Finis, Deo gratias, le ultime significative parole scritte di suo pugno.
A partire dal celebre testo attribuito a Jacopone da Todi, Pegolesi mette in scena un vero e proprio teatro dello spirito in cui trovano plastica e commossa rappresentazione il dolore della madre di Cristo di fronte alle sofferenze e all’inaudito della morte del figlio. Il testo, redatto in latino medievale, tratteggia in un linguaggio scarno, scandito da rime incalzanti, una scena del Golgota dalle tinte commosse e arcane, cui Pergolesi affianca una musica di efficacissima essenzialità espressiva dalla grande resa melodrammatica e sentimentale.
Una veste orchestrale spoglia composta dalle voci strumentali dei violini e del basso segue con fervida e palpitante partecipazione le due voci soliste (soprano e contralto), che descrivono con resa immediata fotogrammi che esprimono tutto il dolore e lo sgomento del cuore umano dinanzi al mistero della sofferenza e della morte. Una riflessione che trascende il tono devozionale e si carica di significati più universali arrivando a toccare il cuore dell’uomo in quanto essere creaturale finito e per questo mortale. Un discorso musicale capace di avvinghiarci fin dalle prime note caratterizzate da un primo dissonante lamento in cui trova voce il lamento soffocato della Madre ai pedi della croce.
Nel suo svolgersi la composizione si carica di commozione religiosa sapientemente espressa attraverso un simbolismo vocale che prefigura il melodramma. La retorica belcantistica e la vocalità ricca di plastica teatralità, delineano con sorprendente immediatezza una virtuale Sacra Rappresentazione la cui scenografia è allestita con abili intrecci vocali, rapidi inseguimenti imitativi e una complessiva celebrazione degli elementi della Via Crucis, capace di restituire con immediatezza fisica la lancia che trapassa il costato o il ripetersi onomatopeico del battito dei denti e del singhiozzo. Un uso di arti virtuosistiche non fine a stesso ma appassionato e ardito capace di una straordinaria presa espressiva.
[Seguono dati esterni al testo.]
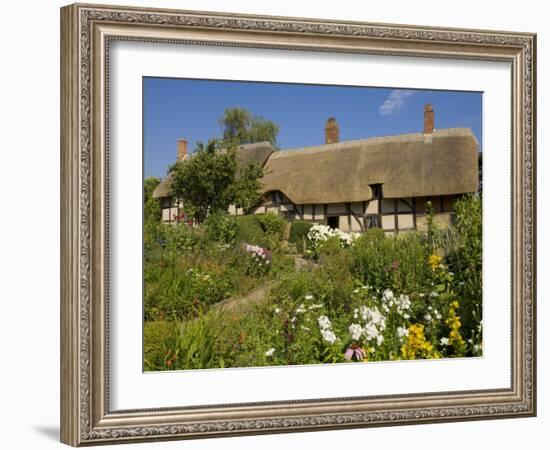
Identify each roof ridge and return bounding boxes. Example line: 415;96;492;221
273;127;473;156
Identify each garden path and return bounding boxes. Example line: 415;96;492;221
212;281;276;312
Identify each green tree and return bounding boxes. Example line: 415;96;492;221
170;139;263;223
144;176;161;224
219;107;279;147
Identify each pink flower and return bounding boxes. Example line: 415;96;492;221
344;344;365;361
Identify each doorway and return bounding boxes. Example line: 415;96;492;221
327;216;339;229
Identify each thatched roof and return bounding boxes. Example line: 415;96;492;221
152;172;175;199
152;142;275;199
154;129;478;203
236;141;275;167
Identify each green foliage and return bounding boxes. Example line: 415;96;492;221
351;231;432;294
170;140;237;223
288;220;314;253
144;195;483;369
143;177;162;249
204;213;238;247
145;256;232;321
161;222;198;253
363;227;385;242
219;107;279;147
425;200;439;246
235;213;285;248
445;194;483;346
170;139;263;223
235;215;266;246
231;160;264;213
256;212;286;250
317;236;344;257
144;311;228;371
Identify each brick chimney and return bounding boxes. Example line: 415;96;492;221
177;138;188;162
424;104;435;135
325;117;339;144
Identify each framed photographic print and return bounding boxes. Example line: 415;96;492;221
60;3;537;446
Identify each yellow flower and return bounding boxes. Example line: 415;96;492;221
445;301;465;349
428;254;443;271
400;324;440;360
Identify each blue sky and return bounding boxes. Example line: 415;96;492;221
143;77;482;179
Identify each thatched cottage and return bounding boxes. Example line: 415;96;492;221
153;104;479;233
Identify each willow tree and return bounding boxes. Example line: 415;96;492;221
219;107;279;147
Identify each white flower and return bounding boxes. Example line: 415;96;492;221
435;310;442;320
301;326;311;332
308;303;323;310
440;337;450;346
377;335;384;346
403;313;410;319
353;308;359;319
424;314;432;322
349;323;363;341
317;315;332;330
321;328;337;344
397;327;409;340
295;304;306;314
473;344;482;353
305;294;314;300
353;289;359;294
396;294;411;315
274;307;281;314
265;348;276;357
363;323;379;342
429;291;439;298
382;289;395;303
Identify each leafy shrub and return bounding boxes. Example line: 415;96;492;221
288;220;314;253
351;231;432;295
235;215;266;247
144;254;235;321
235;213;286;249
317;236;343;257
363;227;385;242
161;222;198;253
306;224;358;259
204;213;238;247
444;194;482;346
256;212;286;250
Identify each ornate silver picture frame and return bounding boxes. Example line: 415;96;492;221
60;3;536;446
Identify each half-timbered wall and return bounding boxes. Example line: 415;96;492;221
160;197;181;223
159;192;461;233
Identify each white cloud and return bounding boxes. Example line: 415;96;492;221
378;90;415;116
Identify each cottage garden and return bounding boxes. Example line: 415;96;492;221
144;194;482;371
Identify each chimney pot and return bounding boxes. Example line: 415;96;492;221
177;139;188;161
325;117;340;144
424;104;435;135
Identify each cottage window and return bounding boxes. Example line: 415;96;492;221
365;215;380;229
370;183;383;199
272;191;282;205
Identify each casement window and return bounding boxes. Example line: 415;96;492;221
365;215;380;229
272;191;282;205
Lo strazio e lo struggimento materni di indicibile potenza trovano, poi, uno scioglimento e una luminosa apertura nel commovente finale, in cui il canto delle due voci si unisce per la prima volta, depurandosi delle trafitture virtuosistiche per guidarci con la sua purezza verso il culmine dell’Amen conclusivo, che rappresenta una delle più belle affermazioni canore della speranza e del mistero che salva attraverso il dolore.